To get to this peaceful place—and, somewhat contradictorily, to get better—I had to accept that losing at chess is something like an eternal condition. The thing that makes chess so hard to cheat at is also what makes it so infinitely replayable, that whatever state the board is at in any given part of any game is necessarily the product of bivalent interactivity, that no matter how much opening prep the two (in my case, below average) players bring to the table, it takes two to make things go sideways. In the course of pushing this boulder across the board, I found that the harder I raged against my losses the more deliberately I flexed my brain to avoid them. And the more I focused on not losing, the worse I would play. Somewhere along the line during the summer when my rating was in the toilet, like 200 points lower than now, I accepted that losing is something like the baseline in chess. There I was, trying the same stupid Englund Gambit against d4 against an 879-rated player from Serbia, thinking, Shouldn’t I be trying to have fun? A win is less a triumph than the small-time avoidance of another loss, it gives you a buffer to then throw away on your next blunder, the next trap you didn't see coming, the next blown opening. You take what you can from the corpses of your losses, move on, and you must never linger, because that next L is lurking around the corner. Wins only mean you will match against better players, more well equipped to surprise and flay you. Once you accept this, your mind is set loose to simply play.

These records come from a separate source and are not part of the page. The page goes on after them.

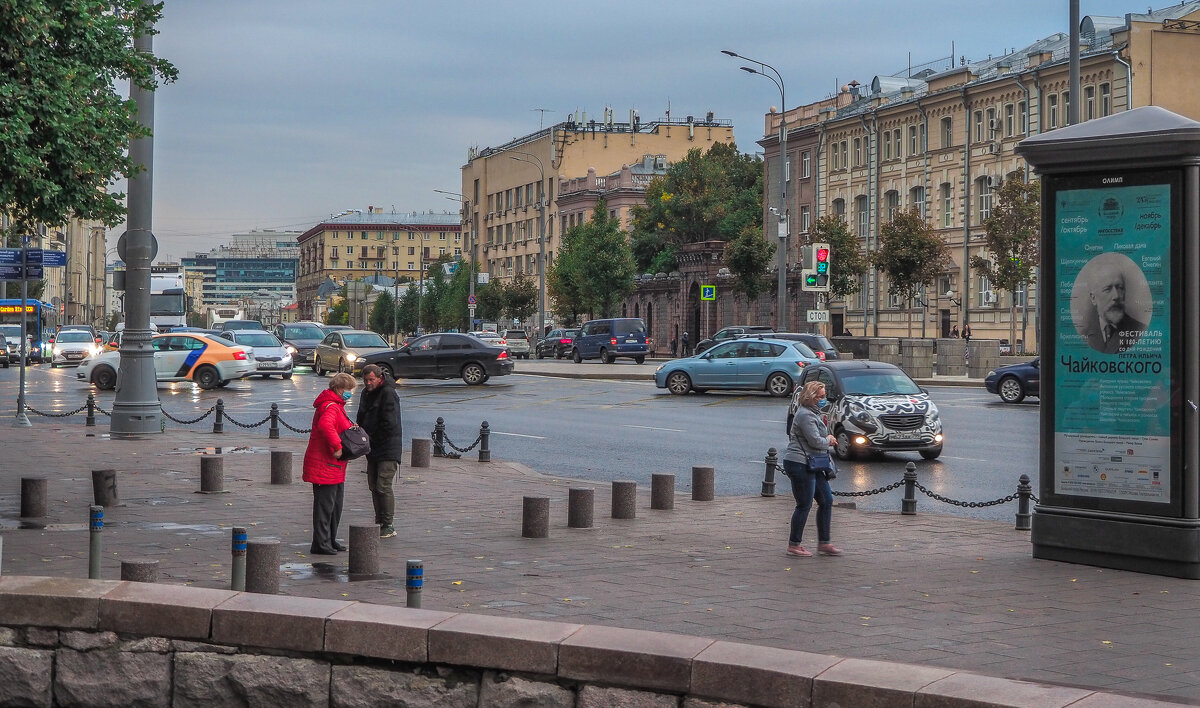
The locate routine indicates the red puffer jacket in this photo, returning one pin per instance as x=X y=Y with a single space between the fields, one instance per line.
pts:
x=328 y=423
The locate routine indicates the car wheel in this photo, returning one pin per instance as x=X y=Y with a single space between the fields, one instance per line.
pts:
x=207 y=378
x=779 y=384
x=105 y=378
x=678 y=383
x=473 y=375
x=845 y=449
x=1011 y=390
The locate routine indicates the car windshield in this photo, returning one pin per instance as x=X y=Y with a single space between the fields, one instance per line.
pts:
x=259 y=340
x=364 y=341
x=879 y=382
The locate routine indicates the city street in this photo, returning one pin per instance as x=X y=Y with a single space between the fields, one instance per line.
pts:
x=604 y=430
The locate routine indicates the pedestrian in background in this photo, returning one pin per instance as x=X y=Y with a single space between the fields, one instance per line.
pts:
x=809 y=435
x=379 y=417
x=323 y=465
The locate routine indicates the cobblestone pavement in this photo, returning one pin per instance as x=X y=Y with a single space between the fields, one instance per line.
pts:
x=928 y=588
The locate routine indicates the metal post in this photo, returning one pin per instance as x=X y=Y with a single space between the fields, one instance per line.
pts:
x=413 y=581
x=137 y=409
x=97 y=526
x=909 y=505
x=1024 y=491
x=238 y=576
x=485 y=451
x=768 y=481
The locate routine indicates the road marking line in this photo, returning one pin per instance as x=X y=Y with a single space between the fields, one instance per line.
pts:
x=670 y=430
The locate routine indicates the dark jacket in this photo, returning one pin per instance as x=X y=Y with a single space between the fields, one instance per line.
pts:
x=379 y=417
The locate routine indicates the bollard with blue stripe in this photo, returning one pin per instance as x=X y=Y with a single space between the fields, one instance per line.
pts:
x=96 y=527
x=238 y=577
x=413 y=582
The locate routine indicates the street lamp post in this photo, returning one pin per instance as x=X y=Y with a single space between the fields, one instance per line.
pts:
x=783 y=213
x=541 y=238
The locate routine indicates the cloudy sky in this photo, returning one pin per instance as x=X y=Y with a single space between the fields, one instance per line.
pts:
x=288 y=111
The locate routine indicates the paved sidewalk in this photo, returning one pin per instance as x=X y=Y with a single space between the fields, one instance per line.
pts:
x=928 y=588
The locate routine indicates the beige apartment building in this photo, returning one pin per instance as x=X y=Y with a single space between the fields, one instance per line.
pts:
x=505 y=187
x=372 y=244
x=940 y=139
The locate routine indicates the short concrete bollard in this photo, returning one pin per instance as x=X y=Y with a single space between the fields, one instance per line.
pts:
x=33 y=497
x=365 y=550
x=535 y=517
x=281 y=467
x=580 y=507
x=423 y=448
x=661 y=491
x=703 y=484
x=142 y=570
x=103 y=487
x=263 y=567
x=624 y=499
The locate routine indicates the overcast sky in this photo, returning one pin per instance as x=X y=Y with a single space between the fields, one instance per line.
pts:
x=288 y=111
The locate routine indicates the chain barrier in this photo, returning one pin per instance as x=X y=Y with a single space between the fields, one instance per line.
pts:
x=183 y=421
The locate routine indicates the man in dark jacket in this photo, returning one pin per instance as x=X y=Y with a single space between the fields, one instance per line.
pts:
x=379 y=417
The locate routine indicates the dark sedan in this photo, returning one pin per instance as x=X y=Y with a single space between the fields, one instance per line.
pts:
x=1014 y=382
x=445 y=355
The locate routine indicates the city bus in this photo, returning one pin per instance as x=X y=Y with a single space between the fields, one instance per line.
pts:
x=41 y=322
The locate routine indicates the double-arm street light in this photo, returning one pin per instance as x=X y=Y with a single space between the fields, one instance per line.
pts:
x=783 y=213
x=544 y=205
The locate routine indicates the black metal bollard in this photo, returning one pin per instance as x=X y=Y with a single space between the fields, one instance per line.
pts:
x=1024 y=491
x=768 y=480
x=909 y=505
x=439 y=436
x=485 y=451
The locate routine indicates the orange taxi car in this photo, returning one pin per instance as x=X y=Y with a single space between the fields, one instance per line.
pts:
x=179 y=357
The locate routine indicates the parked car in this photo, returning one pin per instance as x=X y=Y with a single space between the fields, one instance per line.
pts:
x=820 y=345
x=71 y=347
x=179 y=357
x=517 y=342
x=609 y=339
x=731 y=333
x=445 y=355
x=557 y=343
x=342 y=351
x=1014 y=382
x=270 y=355
x=750 y=364
x=303 y=339
x=874 y=407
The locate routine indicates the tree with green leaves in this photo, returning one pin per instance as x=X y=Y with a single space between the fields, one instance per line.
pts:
x=911 y=255
x=847 y=261
x=713 y=196
x=1012 y=239
x=64 y=130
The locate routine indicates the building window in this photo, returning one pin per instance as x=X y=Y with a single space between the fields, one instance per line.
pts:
x=947 y=205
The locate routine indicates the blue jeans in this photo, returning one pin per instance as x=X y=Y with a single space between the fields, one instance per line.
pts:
x=807 y=487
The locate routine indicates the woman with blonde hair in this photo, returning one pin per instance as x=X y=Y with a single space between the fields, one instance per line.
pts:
x=809 y=435
x=323 y=465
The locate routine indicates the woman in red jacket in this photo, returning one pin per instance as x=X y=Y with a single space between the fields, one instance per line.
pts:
x=323 y=465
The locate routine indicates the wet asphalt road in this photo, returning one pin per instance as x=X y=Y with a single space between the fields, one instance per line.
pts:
x=605 y=430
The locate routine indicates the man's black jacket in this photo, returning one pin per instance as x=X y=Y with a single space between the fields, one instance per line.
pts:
x=379 y=417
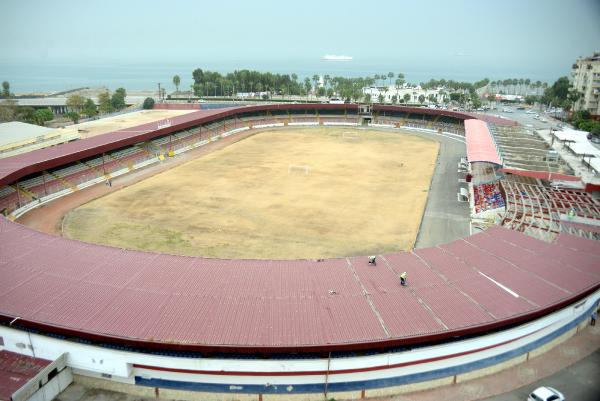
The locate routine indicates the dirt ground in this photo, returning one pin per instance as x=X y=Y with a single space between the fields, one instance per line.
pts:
x=104 y=125
x=306 y=193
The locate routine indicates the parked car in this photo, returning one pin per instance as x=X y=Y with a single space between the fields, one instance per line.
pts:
x=545 y=394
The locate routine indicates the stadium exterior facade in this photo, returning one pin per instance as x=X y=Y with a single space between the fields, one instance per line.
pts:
x=150 y=324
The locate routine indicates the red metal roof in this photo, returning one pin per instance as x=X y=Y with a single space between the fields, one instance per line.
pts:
x=173 y=301
x=12 y=168
x=544 y=175
x=16 y=370
x=167 y=301
x=480 y=143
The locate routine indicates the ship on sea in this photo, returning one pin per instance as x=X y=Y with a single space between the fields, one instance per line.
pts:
x=333 y=57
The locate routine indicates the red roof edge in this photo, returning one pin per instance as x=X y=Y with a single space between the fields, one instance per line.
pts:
x=544 y=175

Chess will humble you like few other games, because you are only ever playing yourself. There is always an ideal move to be made in any given situation, and the better players are the ones who more consistently find those. It requires creativity and self-knowledge, and in this way chess is like a language. Great players have stunning capacity for self-expression, with beautiful vocabularies of openings, interactions between pieces, and spooky foresight, used together to form beautiful sentences. The thing that so many people find daunting about writing is the abyssal sense of possibility; out of the millions of words, how do you know you're picking the right ones? Out of the infinite permutations that every single chess move flickers into possibility, how do you know you're bringing the right ones into existence?

I can watch and analyze a game played between the best players in the world, and though each discrete move makes sense to me, there's a deeper meaning in the syntax and prosody of the game that I find elusive. My language skills are simply not up to the task. I'm not a native speaker, I'm hobbling along, slowly learning how to conjugate my verbs and use increasingly sophisticated verb tenses, but I will never, ever be fluent like Magnus Carlsen or Anish Giri. They're writing Shakespeare, where my level is something like "The horse is in the big red barn." The gulf is too big; I only hope I can teach myself to read their work.

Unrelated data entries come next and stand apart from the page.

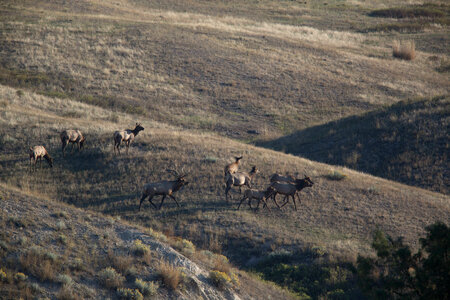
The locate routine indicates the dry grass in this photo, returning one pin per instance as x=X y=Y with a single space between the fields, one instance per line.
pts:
x=171 y=275
x=404 y=50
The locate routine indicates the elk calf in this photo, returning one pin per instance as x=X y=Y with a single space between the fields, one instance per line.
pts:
x=36 y=153
x=290 y=189
x=72 y=136
x=239 y=179
x=127 y=136
x=261 y=196
x=233 y=167
x=162 y=188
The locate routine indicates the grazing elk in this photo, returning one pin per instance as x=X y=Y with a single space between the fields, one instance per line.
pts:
x=162 y=188
x=261 y=196
x=36 y=153
x=280 y=178
x=290 y=189
x=72 y=136
x=126 y=136
x=239 y=179
x=233 y=167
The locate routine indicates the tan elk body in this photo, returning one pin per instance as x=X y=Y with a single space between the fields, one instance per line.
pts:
x=233 y=167
x=73 y=137
x=37 y=153
x=127 y=136
x=261 y=196
x=239 y=179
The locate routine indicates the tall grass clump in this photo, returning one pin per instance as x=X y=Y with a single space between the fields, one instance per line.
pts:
x=406 y=50
x=170 y=275
x=110 y=278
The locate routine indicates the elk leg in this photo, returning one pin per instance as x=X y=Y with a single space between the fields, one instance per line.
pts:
x=171 y=196
x=286 y=200
x=242 y=201
x=274 y=197
x=150 y=200
x=227 y=189
x=142 y=200
x=162 y=200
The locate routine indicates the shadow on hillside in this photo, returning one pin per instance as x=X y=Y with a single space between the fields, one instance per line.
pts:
x=406 y=142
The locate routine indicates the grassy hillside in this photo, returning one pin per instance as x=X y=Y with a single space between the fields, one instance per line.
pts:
x=406 y=142
x=233 y=67
x=336 y=215
x=52 y=250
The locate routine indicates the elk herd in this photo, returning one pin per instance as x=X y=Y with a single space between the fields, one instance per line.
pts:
x=279 y=184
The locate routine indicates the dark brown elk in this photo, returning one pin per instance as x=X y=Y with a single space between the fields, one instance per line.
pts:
x=239 y=179
x=233 y=167
x=162 y=188
x=290 y=189
x=127 y=136
x=281 y=178
x=73 y=137
x=37 y=153
x=261 y=196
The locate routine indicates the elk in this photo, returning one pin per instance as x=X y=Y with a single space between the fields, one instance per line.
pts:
x=233 y=167
x=162 y=188
x=72 y=136
x=36 y=153
x=239 y=179
x=280 y=178
x=261 y=196
x=290 y=189
x=126 y=136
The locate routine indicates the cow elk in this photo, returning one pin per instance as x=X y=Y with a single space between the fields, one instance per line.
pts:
x=290 y=189
x=37 y=153
x=233 y=167
x=239 y=179
x=127 y=136
x=73 y=137
x=261 y=196
x=162 y=188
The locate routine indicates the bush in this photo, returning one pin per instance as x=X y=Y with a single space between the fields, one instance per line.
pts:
x=110 y=278
x=140 y=249
x=19 y=277
x=406 y=51
x=220 y=279
x=146 y=288
x=170 y=275
x=129 y=294
x=397 y=273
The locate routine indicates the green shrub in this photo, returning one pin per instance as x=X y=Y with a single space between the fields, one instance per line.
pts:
x=110 y=278
x=140 y=249
x=19 y=277
x=146 y=288
x=220 y=279
x=129 y=294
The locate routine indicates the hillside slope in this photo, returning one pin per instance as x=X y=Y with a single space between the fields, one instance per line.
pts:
x=406 y=142
x=338 y=216
x=64 y=251
x=215 y=66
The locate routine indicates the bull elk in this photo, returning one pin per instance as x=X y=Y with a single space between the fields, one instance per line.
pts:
x=261 y=196
x=233 y=167
x=37 y=153
x=127 y=136
x=239 y=179
x=73 y=137
x=290 y=189
x=162 y=188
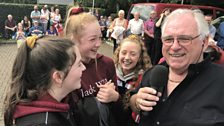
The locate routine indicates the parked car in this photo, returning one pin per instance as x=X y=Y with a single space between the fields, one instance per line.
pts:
x=146 y=8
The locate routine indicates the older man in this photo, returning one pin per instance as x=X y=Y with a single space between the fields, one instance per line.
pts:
x=193 y=94
x=10 y=27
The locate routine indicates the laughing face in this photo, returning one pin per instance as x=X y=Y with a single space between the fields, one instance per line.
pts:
x=178 y=56
x=73 y=79
x=90 y=41
x=129 y=56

Rather than daunt me, the knowledge of exactly how much I don't know about chess thrills me. According to my app, I am the 1,773,726th-best blitz player on Chess.com. Sometimes I will play my friend Tommy, a former Illinois state champion and something like an actual prodigy, and though we are making the same sorts of moves with the same pieces on the same board, I have never ever come close to even sniffing a draw against him and I know I never will. He's fluent, and I'm a first grader. He writes effortlessly in a syntax I barely understand. Even then, he loses plenty of his online matches too, because like any other language, chess is only something you can hone, never perfect. And I am honing my game every day, each loss helping me express myself more clearly.

There's something beautiful in that, I think, some shimmering window into all that possible knowledge, a window you can only see if you can love losing.